Our next solution was to replace Redis with S3, and have the the real-time API read the Bloom-filters from S3 when they are updated and store them cached in-memory, as seen in drawing below

We quickly ran into our next bump in the road: The new architecture of our Spark job made the Bloom-filter data travel from the slaves to the master and back again, which means they must be serialized. This, apparently, wasn’t an easy task for Spark. After much trial and error (and mostly errors), we’ve managed to push Spark’s Kryo serializer to its limits, and were able to create Bloom-filters of up to 40 million devices each, meaning several Bloom-filters for each possible rank. Each Bloom-filter contained devices based on their hash-code, so we didn’t need to scan all the Bloom-filters of each rank, but only one — so the querying action was unharmed.

Still, we weren’t happy with this solution — the memory required to cache the Bloom-filters will scale, and we didn’t like the fact we had a production process that literally pushes its framework to its absolute limit. So we changed it again.

Second attempt: Aerospike

You can call it great timing, you can call it love at first sight — call it however you’d like, this was exactly what it was. Aerospike was something new in Appsflyer at that time, and we’ve decided that DeviceRank will be its first baptism of fire. For those of you who are not familiar with it, Aerospike is a key-value database that has since became a resident in Appsflyer. Using a real-time designated database will, other than solve our storage issue, allow us a 100% accurate response at all times (unlike the 99.9% we got from the Bloom-filters).

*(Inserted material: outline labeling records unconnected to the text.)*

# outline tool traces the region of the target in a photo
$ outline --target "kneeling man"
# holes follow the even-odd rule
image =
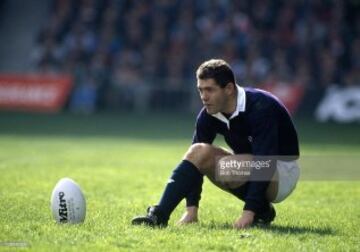
[[[204,108],[193,143],[175,168],[159,203],[132,224],[166,226],[171,213],[186,198],[181,224],[198,220],[203,176],[245,202],[234,227],[270,224],[272,202],[283,201],[299,178],[298,137],[284,105],[268,92],[236,84],[224,60],[204,62],[196,71]],[[231,151],[212,145],[223,135]]]

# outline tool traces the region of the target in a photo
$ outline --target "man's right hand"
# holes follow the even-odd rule
[[[191,206],[186,208],[186,212],[178,221],[178,225],[185,225],[198,222],[198,207]]]

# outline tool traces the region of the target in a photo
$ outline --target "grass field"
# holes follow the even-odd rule
[[[269,228],[233,230],[243,203],[208,181],[200,223],[175,225],[182,202],[166,229],[131,226],[134,215],[159,199],[190,144],[193,123],[193,117],[183,115],[0,113],[0,250],[16,249],[6,242],[24,242],[22,250],[34,251],[360,250],[356,179],[300,181],[275,206],[278,217]],[[302,155],[359,156],[358,125],[301,120],[297,125]],[[73,178],[86,195],[87,216],[81,225],[59,225],[52,219],[50,195],[62,177]]]

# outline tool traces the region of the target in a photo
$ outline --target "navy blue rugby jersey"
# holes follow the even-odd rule
[[[299,157],[297,132],[285,106],[269,92],[237,86],[237,106],[227,119],[223,114],[210,115],[203,108],[196,122],[193,143],[212,144],[223,135],[234,154]],[[267,204],[267,181],[249,181],[243,200],[244,210],[259,212]],[[187,206],[198,206],[201,184],[187,196]]]
[[[211,144],[219,134],[234,154],[297,158],[297,132],[285,106],[269,92],[239,86],[237,89],[237,107],[229,120],[221,113],[210,115],[205,108],[200,111],[193,143]]]

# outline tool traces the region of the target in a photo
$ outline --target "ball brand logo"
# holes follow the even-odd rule
[[[64,199],[65,193],[59,192],[59,216],[60,216],[60,222],[67,222],[67,207],[66,207],[66,200]]]

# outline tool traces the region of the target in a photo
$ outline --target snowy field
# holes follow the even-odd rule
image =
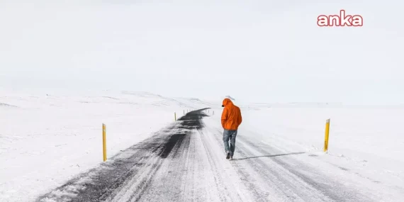
[[[326,164],[304,159],[307,164],[321,170],[332,165],[346,171],[346,177],[359,177],[358,184],[383,196],[383,201],[404,200],[404,132],[400,130],[404,106],[274,104],[243,110],[240,135],[257,138],[286,152],[311,154]],[[322,148],[328,118],[325,155]]]
[[[174,112],[210,106],[143,92],[2,94],[0,201],[33,200],[102,162],[102,123],[112,157],[174,123]]]
[[[179,118],[184,111],[211,107],[208,113],[215,111],[215,115],[206,123],[219,127],[222,110],[220,101],[125,91],[86,96],[14,94],[2,96],[0,103],[1,201],[33,200],[99,165],[102,123],[106,124],[108,157],[112,157],[172,123],[174,112]],[[331,174],[335,168],[347,172],[335,174],[342,174],[342,181],[357,178],[360,186],[384,201],[404,198],[404,134],[400,130],[404,107],[254,104],[242,106],[242,111],[239,135],[243,138],[286,153],[305,152],[296,158]]]

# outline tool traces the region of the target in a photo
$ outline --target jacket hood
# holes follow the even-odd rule
[[[232,101],[230,99],[225,99],[223,100],[223,103],[222,103],[222,107],[225,107],[225,106],[229,105],[229,104],[233,104],[233,103],[232,102]]]

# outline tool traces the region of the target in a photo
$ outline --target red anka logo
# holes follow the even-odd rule
[[[320,27],[327,26],[354,26],[360,27],[364,25],[364,19],[360,15],[345,16],[345,10],[340,11],[340,16],[337,15],[321,15],[317,18],[317,25]]]

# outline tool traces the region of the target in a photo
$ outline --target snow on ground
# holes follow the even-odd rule
[[[145,92],[0,95],[0,201],[28,201],[149,137],[184,115],[209,107],[196,99]]]
[[[404,198],[404,106],[294,103],[243,106],[242,111],[240,135],[285,152],[306,152],[312,158],[299,157],[307,164],[328,172],[335,172],[330,165],[345,172],[338,176],[342,181],[358,177],[359,184],[384,198]]]

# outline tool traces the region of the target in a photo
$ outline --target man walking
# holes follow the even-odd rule
[[[241,111],[240,108],[233,104],[229,99],[225,99],[222,107],[224,107],[222,113],[222,126],[223,127],[223,142],[225,143],[225,152],[226,159],[232,159],[235,149],[235,138],[238,126],[241,124]],[[229,140],[230,146],[229,147]]]

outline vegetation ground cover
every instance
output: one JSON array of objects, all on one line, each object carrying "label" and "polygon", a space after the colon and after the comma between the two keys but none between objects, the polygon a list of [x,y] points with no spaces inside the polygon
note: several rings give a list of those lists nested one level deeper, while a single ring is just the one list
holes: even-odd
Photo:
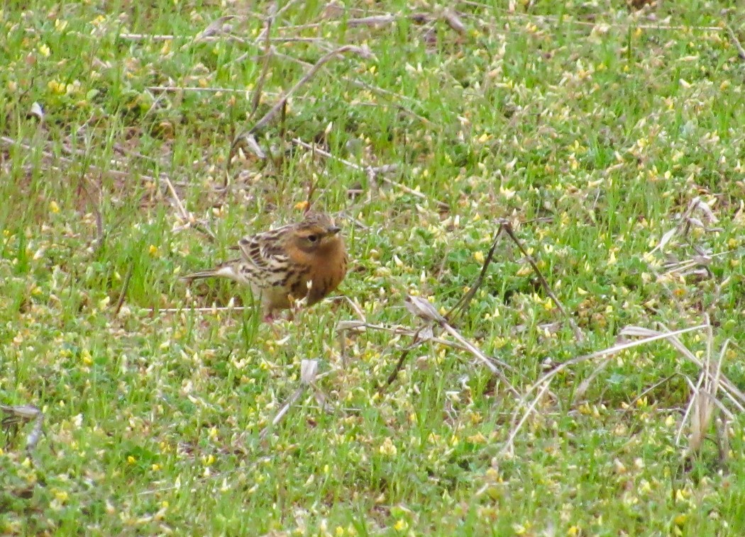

While we were very satisfied with Aerospike’s real-time querying capabilities, we had to change the way we update the data in it — Aerospike doesn’t support batch-writing, but only one record at a time. Rewriting our entire dataset became a very long and inefficient task, and of course added a lot of load to the database, while only a fraction of the data really changed. So this time too — Spark to the rescue! As now the data published by our Spark job wasn’t bundled together, we could easily stop writing the entire dataset every time, and simply update the data already on Aerospike. So now our Spark job read not only the last output of DeviceRank’s scoring mechanism, but also the one before it — and using the except method of Spark’s DataFrame, figured out what were the changes and pushed only them to Aerospike. So now our system looked like this:

While it worked, we still weren’t pleased. As the writings are performed record-by-record, they were much slower than the batch-writings we are so used to from working with Kafka. Also, as all our Spark slaves run on AWS spots, which technically could be lost at any given moment, slow writings meant more chance for failures. We also felt we do not have full control on the throttling between the two. And so we found our final design -

Third attempt: Kafka and Aerospike

We’ve decided to add an extra buffer between Spark and Aerospike — our beloved Kafka. Spark will launch a Kafka producer on each of its slaves, and write the data updates in bulks to designated topic. Consumers will then read the data and write it to Aerospike:

This made our system far more resilient and effective. Spark’s slaves writing time decreased dramatically — from about half an hour to around 5 minutes, what also allowed other jobs run sooner, and if by chance a Kafka consumer would fail, no data would have been lost.

Final notes:

The final architecture was designed and implemented not so long after the release of DeviceRank, and is still in production one year later — handling flawlessly the massive growth of the dataset, which have tripled (!!) itself since our first testings, growing from ~1.4 billion devices at launch to 5B today. And if that’s not enough, we proudly admit this is one of our most stable and resilient systems. Planning on buying a new phone any time soon? Don’t worry about us — we’re covered.